But by the time the rabbinic community clarified the ancient Hebrew manuscript, there was a new problem: nobody else spoke or read ancient Hebrew anymore. So they developed a dot system to add vowels to the consonants, helping non-academics to read and understand the Scriptures.

The Masoretes first came onto the scene in the sixth century, and they produced a more advanced system of punctuation and accents, building on previous scholarship to more precisely define how to read the text.

Establishing the Jewish canon

Scholars aren’t sure when exactly the Jewish canon was established, but it likely occurred sometime between the second century BC and the third century AD.

The Torah (the first five books of the Bible) had always been considered authoritative, and had been carefully copied and preserved. But the rest of the canon took longer to define, and so other books splintered off into multiple editions.

Other early manuscripts like the Septuagint (a Greek translation of the Hebrew Bible) and the Dead Sea Scrolls appear to suggest that additional books may have been considered authoritative by some Jewish sects, but Jewish tradition holds that the Masoretic Text authentically represents the canon as it had been passed down.

The Talmud (a collection of oral traditions including the Mishnah) suggests that the canon was defined by 120 scribes at the Great Synagogue as early as 450 BC. This would imply that while there were disparate versions of numerous books and some collections that included extrabiblical works, the Jews still knew which writings were authoritative. (Similar to how modern Protestant Bibles may have different maps, notes, and appendices, but we still agree on which parts of the Bible are truly Scripture.)

Regardless of when it was established, the Masoretic Text compiled the accepted versions of these books and only included texts the rabbinical community considered authoritative, formally defining the Jewish canon.

What books are included in the Masoretic Text?

The Masoretic Text is traditionally divided into three groups of books:

  • Torah (Teaching)
  • Nevi’im (Prophets)
  • Ketuvim (Writings)

This is why the Hebrew Bible is also known by the acronym, TaNaKh: Ta (Torah), Na (Nevi’im), Kh (Ketuvim).

The books of Masoretic Text look pretty different from most Christian Bibles. While there are 39 books in most Old Testaments, the Tanakh only has 24. Nobody added the extra 15 books to your Bible though. The texts are just divided differently.

The Masoretes combined numerous books and reduced the total number to 24. 1 and 2 Kings are combined into one book, and so are 1 and 2 Samuel and 1 and 2 Chronicles. Nehemiah and Ezra are a single book as well. All twelve of the Minor Prophets are bundled into one book.

In Hebrew, the books are frequently referred to by their well-known opening lines.

Torah

Nevi’im

The Former Prophets

The Latter Prophets

The Twelve Minor Prophets

Ketuvim

The Three Poetic Books

The Five Scrolls

Other Books

Unlike the Septuagint and the Vulgate, there are no “apocryphal” (non-canonical) or “deuterocanonical” (second canon) books included in the Masoretic Text.

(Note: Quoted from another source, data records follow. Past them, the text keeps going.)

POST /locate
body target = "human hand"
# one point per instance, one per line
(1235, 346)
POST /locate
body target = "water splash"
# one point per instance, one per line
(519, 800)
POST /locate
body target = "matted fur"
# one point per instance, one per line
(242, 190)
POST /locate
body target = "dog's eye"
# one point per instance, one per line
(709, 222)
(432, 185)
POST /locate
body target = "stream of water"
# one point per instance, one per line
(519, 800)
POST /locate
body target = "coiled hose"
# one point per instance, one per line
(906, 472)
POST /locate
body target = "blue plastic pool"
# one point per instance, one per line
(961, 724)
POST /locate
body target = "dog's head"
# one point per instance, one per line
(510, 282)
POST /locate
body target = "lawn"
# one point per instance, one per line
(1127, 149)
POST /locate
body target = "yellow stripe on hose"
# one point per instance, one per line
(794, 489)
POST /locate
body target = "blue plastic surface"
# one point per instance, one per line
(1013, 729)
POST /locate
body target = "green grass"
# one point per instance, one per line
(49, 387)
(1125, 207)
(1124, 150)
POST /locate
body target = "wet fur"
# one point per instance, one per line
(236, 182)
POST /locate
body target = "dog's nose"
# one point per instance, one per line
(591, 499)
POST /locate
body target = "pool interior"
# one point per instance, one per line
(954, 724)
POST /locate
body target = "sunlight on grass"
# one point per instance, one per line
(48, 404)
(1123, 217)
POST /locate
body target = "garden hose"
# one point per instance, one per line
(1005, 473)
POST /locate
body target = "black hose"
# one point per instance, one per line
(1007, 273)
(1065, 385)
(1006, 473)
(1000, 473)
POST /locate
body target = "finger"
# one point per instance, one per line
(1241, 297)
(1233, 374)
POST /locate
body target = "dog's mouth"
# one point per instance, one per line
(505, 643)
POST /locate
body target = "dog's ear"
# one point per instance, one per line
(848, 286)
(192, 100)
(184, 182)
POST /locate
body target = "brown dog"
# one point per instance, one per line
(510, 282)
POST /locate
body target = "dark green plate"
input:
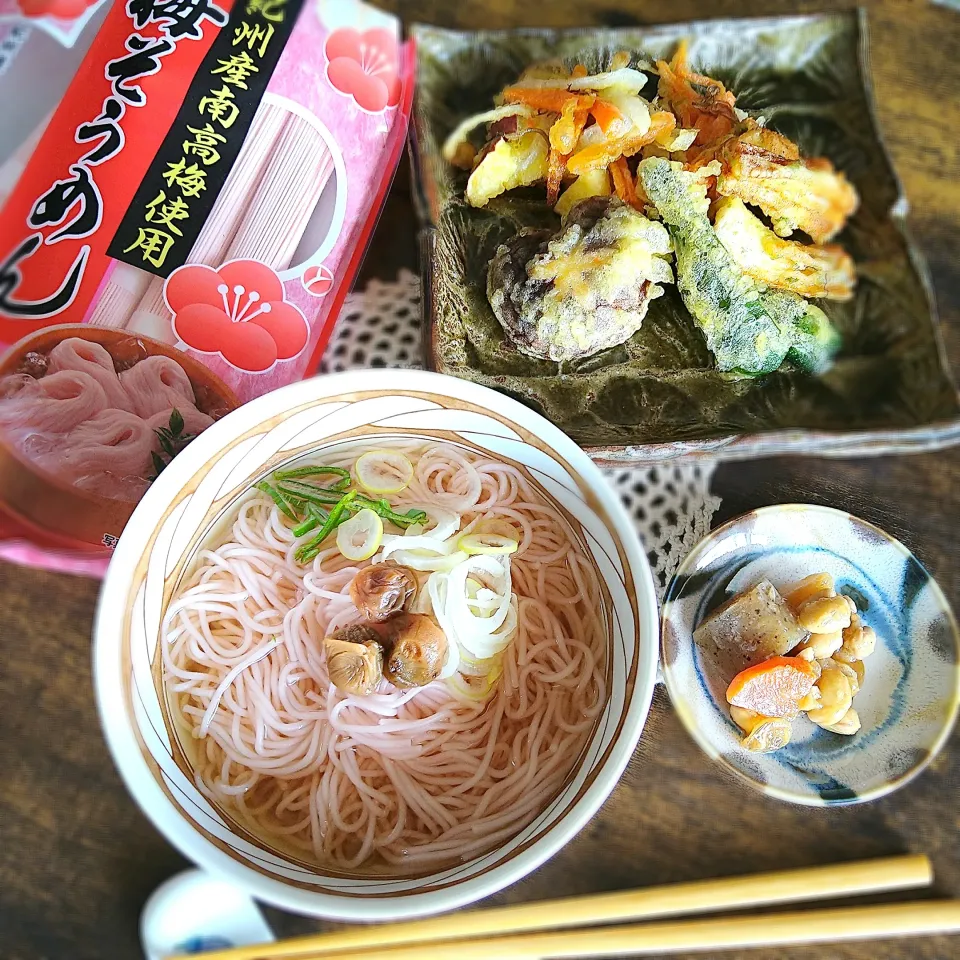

The Masoretic Text vs. the Septuagint

While the Masoretic Text is still widely embraced today, it’s had its share of controversy, too. Discrepancies between the Masoretic Text and the Septuagint have led some scholars (and entire traditions) to question the Masoretic Text’s authenticity and the degree to which it really reflects the Jewish canon.

While we do have earlier copies of the Septuagint (predating the Masoretic Text by several centuries), and earlier manuscripts are usually closer to the original, the Masoretic Text was always believed to be a direct product of the Jewish tradition.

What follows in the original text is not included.